Answer: First, differences in regional vaccine requirements (because of strain or serotype variations) make us think very carefully about the type of vaccine that we develop. For example, if you compare Synflorix with the previously available seven-valent pneumococcal vaccine, you will find that it contains three additional serotypes because these strains cause serious disease in the developing world. By adding these serotypes to our vaccine, we created a vaccine that can be used in a variety of global locations, especially in places where these serotypes are more prevalent.

Second, it may be possible to eliminate the need to manufacture three or four vaccine variants to meet regional requirements if, when designing a vaccine, special attention is given to developing a vaccine that offers the broadest possible spectrum of coverage.

Third, we recognize that there are diseases in certain parts of the world that are completely unique, and we, as a vaccine manufacturer, have an obligation to develop specific vaccines (if we can) to combat them. A good example of this is the RTSS vaccine that we are developing against malaria, which is absolutely sub-Saharan Africa-specific. Another example is hand, foot, and mouth disease, which is a major problem in China and Asia but not most other places. I think this takes you down a path — which I think will increasingly become a trend — of developing local vaccines to provide local solutions. And, if the patient population is large enough and the unmet medical is sufficiently high, then the local vaccine concept may be a viable one.

Question: Do you think that regional needs, lower cost structures, and the availability of trained personnel in emerging markets like Asia and South America will affect how and where vaccines are developed and manufactured in the future?

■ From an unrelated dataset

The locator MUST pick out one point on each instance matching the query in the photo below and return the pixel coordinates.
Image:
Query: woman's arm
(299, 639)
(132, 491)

Answer: Over the past few years, we started getting involved in R&D and manufacturing partnerships in different parts of the world. For example, we have a partnership in Brazil to develop a Dengue vaccine, which is a high priority in South America. Also, we have a technology transfer agreement with our Brazilian partner (Fiocruz) to manufacture Synflorix as well as a number of other vaccines. Further, we have established partnerships in China and Japan to develop flu vaccines and recently entered into another Chinese partnership to develop a new measles, mumps, and rubella (MMR) vaccine. So, we are looking to partner and localize when it makes sense to localize.

Question: Do you think that emerging national (government) or regional vaccine manufacturers may be able to outcompete large companies like GSK in certain markets?

Answer: At the end of the day, no one should ever lose sight of the need for product quality and safety — especially when it comes to administering biologically active substances like vaccines into otherwise healthy persons, many of whom are children.

I think that vaccine manufacturers like GSK have a lot to offer in terms of product quality, technology, and innovation. Our approach to this is to look for partnerships where we believe that there is added value and mutual benefits to all parties. I think that it is really about understanding the requirements of the region or locality and respecting them. In the end, the relationship has to be mutually beneficial for it to work.

Question: Looking forward, will the vaccine industry of the future look much different from how it looks today? If so, how will it be different?

Answer: I believe that the vaccine industry will always be made up of a fairly small number of large manufacturing companies like GSK. This mainly reflects the intense capital requirements and the need to constantly invest in R&D and manufacturing to insure product reliability and quality. That said, it is likely that regional vaccine manufacturers will emerge in places like China and India in the medium to long term; whether they will become global players remains to be seen.

In terms of the future vaccine product landscape, therapeutic vaccines have the potential to ultimately rival monoclonal antibody-based products. Of course, these are early days, and the success or failure of therapeutic vaccines depends on the results from clinical studies.